Lead and cadmium exposure from contaminated soil among residents of a farm area near an industrial site
Sommaire de l'article
In this study, the authors determined the degree of lead and cadmium exposure in a population that resided in an area with contaminated soil. The extent of exposure from soil pollution was also assessed. Lead and cadmium concentrations in blood of children and adults who resided in the contaminated area were measured, and cadmium concentration in urine of adults was also determined, An adult control group was recruited from a nonpolluted area. The mean blood lead level in adults who resided in the polluted area was 9.8 µg/dl, compared with a mean level of 6.8 µg/dl in controls (p =.004).

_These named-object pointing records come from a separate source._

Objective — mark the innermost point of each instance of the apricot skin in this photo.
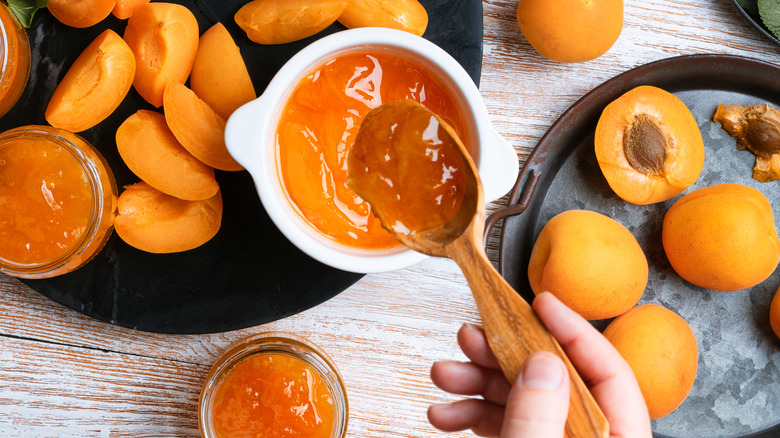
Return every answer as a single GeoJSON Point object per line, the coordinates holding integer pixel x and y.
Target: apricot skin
{"type": "Point", "coordinates": [151, 151]}
{"type": "Point", "coordinates": [80, 13]}
{"type": "Point", "coordinates": [590, 262]}
{"type": "Point", "coordinates": [774, 313]}
{"type": "Point", "coordinates": [570, 30]}
{"type": "Point", "coordinates": [164, 39]}
{"type": "Point", "coordinates": [152, 221]}
{"type": "Point", "coordinates": [94, 86]}
{"type": "Point", "coordinates": [219, 75]}
{"type": "Point", "coordinates": [284, 21]}
{"type": "Point", "coordinates": [662, 351]}
{"type": "Point", "coordinates": [722, 237]}
{"type": "Point", "coordinates": [684, 158]}
{"type": "Point", "coordinates": [407, 15]}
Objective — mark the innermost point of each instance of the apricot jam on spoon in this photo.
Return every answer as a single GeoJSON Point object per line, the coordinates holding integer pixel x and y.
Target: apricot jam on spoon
{"type": "Point", "coordinates": [421, 183]}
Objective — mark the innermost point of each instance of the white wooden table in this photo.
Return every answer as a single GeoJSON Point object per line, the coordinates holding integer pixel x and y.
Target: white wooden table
{"type": "Point", "coordinates": [64, 374]}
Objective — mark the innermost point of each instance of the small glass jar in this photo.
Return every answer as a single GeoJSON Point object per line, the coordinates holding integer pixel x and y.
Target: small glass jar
{"type": "Point", "coordinates": [270, 345]}
{"type": "Point", "coordinates": [14, 59]}
{"type": "Point", "coordinates": [57, 202]}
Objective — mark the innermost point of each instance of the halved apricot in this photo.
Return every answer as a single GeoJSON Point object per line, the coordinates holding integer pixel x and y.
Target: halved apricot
{"type": "Point", "coordinates": [80, 13]}
{"type": "Point", "coordinates": [219, 75]}
{"type": "Point", "coordinates": [124, 8]}
{"type": "Point", "coordinates": [197, 127]}
{"type": "Point", "coordinates": [285, 21]}
{"type": "Point", "coordinates": [648, 145]}
{"type": "Point", "coordinates": [150, 220]}
{"type": "Point", "coordinates": [164, 39]}
{"type": "Point", "coordinates": [94, 86]}
{"type": "Point", "coordinates": [408, 15]}
{"type": "Point", "coordinates": [151, 151]}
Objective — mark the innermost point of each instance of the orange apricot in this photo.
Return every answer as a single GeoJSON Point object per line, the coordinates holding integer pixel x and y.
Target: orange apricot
{"type": "Point", "coordinates": [150, 220]}
{"type": "Point", "coordinates": [662, 351]}
{"type": "Point", "coordinates": [94, 86]}
{"type": "Point", "coordinates": [722, 237]}
{"type": "Point", "coordinates": [219, 75]}
{"type": "Point", "coordinates": [408, 15]}
{"type": "Point", "coordinates": [124, 8]}
{"type": "Point", "coordinates": [285, 21]}
{"type": "Point", "coordinates": [648, 145]}
{"type": "Point", "coordinates": [774, 313]}
{"type": "Point", "coordinates": [151, 151]}
{"type": "Point", "coordinates": [571, 30]}
{"type": "Point", "coordinates": [164, 39]}
{"type": "Point", "coordinates": [80, 13]}
{"type": "Point", "coordinates": [590, 262]}
{"type": "Point", "coordinates": [197, 127]}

Urinary cadmium levels were well below the level associated with onset of symptoms, but the differences between levels in residents of the contaminated area (0.54 µg/gm creatinine) and levels in the controls (0.37 µg/gm creatinine) indicated that life-long cadmium exposure had been higher among the residents of the contaminated area (p=.086). The mean blood lead level and mean blood cadmium level in children were 5.2 µg/dl (maximum = 7.90 µg/dl)and 0.10 µg/l, respectively. Lead in soil accounted in large part for the differences in blood lead levels in children; however, blood cadmium levels were not associated with soil cadmium levels, but, rather, with consumption of home-grown vegetables.